Porque foi “essa razão pela qual grande parte deles concorreu; porque conhece e gosta de Macau; porque estudaram cá no liceu quando os pais cá trabalhavam; porque, em alguns casos, podiam vir e trazer o cônjuge, também médico, mesmo esse não tendo BIR”, explica fonte ligada ao processo. 

Em alguns casos, apurou o PLATAFORMA, embora tivessem transmitido a ideia de ser no mínimo estranha a exigência, admitiam até “fazer o exame da especialidade”, porque esse faziam-no com “uma perna às costas”. Agora, um ano de internato, com exames em todas as áreas, como se fossem alunos saídos da faculdade, foi naturalmente recusado por especialistas que, com largos anos de experiência, estavam a ser recrutados por uma junta médica, com apoio da Ordem dos Médicos portugueses… Isso, já ninguém admitiu. 

Exceção legal para Hospitais 

Quer o São Januário, quer o Kiang Wu, beneficiam da prerrogativa legal de contratação no exterior de médicos, por motivos de escassez de quadros qualificados locais que os possam preencher. Não podem exercer em clínicas privadas, mas podem fazê-lo nos Hospitais.

O problema desse parecer é que nele não se aceita que os médicos agora escolhidos não são residentes em Macau; são residentes em Portugal e, por isso, lá cumpriram todo o percurso académico, internatos, estágios e exames da especialidade que exercem há anos. Ou seja; a interpretação literal do documento – Bilhete de Identidade de Residente – que neste caso é um direito, e não uma realidade em exercício, coloca-os ao nível da exigência legal de quem nada disso fez no estrangeiro, sendo por isso naturalmente obrigado a fazê-lo em Macau, para certificarem o exercício da profissão. 

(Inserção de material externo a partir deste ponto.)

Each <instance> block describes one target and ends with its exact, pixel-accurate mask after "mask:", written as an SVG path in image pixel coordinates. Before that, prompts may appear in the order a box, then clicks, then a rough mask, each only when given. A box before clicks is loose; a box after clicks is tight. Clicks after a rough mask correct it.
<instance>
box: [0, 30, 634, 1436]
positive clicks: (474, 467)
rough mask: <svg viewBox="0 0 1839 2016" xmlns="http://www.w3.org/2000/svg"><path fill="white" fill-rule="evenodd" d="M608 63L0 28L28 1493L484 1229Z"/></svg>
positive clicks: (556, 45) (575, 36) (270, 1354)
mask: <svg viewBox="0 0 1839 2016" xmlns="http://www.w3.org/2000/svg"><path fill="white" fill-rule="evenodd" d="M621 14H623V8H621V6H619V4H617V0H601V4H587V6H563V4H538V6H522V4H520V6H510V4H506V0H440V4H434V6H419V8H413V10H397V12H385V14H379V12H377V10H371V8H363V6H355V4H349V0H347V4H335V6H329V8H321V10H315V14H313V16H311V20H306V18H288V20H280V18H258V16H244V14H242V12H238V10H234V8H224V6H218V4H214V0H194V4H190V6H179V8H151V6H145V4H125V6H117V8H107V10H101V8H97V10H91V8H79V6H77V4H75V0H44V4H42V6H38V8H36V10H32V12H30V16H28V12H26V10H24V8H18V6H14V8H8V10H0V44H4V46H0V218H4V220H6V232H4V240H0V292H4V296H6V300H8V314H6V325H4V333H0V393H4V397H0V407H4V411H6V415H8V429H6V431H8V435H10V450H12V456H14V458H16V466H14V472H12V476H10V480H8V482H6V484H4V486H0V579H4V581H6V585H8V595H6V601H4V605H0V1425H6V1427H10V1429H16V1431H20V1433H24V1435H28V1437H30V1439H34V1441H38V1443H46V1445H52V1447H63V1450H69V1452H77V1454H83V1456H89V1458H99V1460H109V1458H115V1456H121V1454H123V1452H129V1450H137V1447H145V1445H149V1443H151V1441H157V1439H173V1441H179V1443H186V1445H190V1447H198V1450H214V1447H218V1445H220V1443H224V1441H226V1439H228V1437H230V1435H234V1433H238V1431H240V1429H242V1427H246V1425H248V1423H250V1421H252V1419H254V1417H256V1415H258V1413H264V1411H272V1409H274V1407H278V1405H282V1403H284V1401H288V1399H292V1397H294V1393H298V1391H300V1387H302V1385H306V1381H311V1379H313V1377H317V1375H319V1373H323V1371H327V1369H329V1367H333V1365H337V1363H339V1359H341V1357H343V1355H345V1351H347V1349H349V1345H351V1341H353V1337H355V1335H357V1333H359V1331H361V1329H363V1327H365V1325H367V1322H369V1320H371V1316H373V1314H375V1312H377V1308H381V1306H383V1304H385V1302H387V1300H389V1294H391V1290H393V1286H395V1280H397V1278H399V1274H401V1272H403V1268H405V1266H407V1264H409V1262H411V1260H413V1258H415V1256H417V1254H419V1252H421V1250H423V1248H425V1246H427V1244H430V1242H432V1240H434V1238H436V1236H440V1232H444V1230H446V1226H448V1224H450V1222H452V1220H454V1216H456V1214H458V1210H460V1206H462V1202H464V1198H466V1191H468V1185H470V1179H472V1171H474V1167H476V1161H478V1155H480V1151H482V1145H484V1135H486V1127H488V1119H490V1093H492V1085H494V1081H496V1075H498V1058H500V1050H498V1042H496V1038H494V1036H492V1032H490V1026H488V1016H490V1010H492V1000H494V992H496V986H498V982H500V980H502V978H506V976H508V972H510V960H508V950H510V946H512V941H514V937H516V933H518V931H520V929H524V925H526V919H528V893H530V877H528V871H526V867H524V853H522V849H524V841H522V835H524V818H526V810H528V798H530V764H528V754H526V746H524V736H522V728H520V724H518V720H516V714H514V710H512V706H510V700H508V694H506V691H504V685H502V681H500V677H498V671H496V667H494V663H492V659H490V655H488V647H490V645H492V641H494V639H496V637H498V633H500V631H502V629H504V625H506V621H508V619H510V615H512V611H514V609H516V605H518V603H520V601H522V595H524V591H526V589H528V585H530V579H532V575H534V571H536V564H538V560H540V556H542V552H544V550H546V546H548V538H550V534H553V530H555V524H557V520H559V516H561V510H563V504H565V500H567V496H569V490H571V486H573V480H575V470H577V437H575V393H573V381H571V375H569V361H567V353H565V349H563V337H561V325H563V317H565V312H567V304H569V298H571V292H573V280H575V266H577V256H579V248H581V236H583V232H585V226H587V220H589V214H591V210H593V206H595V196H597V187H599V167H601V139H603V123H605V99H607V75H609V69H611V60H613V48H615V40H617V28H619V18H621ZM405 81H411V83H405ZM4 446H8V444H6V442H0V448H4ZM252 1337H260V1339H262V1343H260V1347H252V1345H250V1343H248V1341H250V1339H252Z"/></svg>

Um alto quadro médico comenta, a propósito, sob sigilo: “E assim se defende a contratação de talentos, a promoção e a recuperação de talentos de Macau… impedindo que venham quadros altamente qualificados, por serem portadores de BIR. Pergunto-me se um cidadão de Macau, que tenha estudado em Pequim e lá exerça a profissão, tendo feito internato, estágio, e exames da especialidade, sendo portador de BIR, pode ser contratado para o novo Hospital da Taipa. Pelos vistos não”.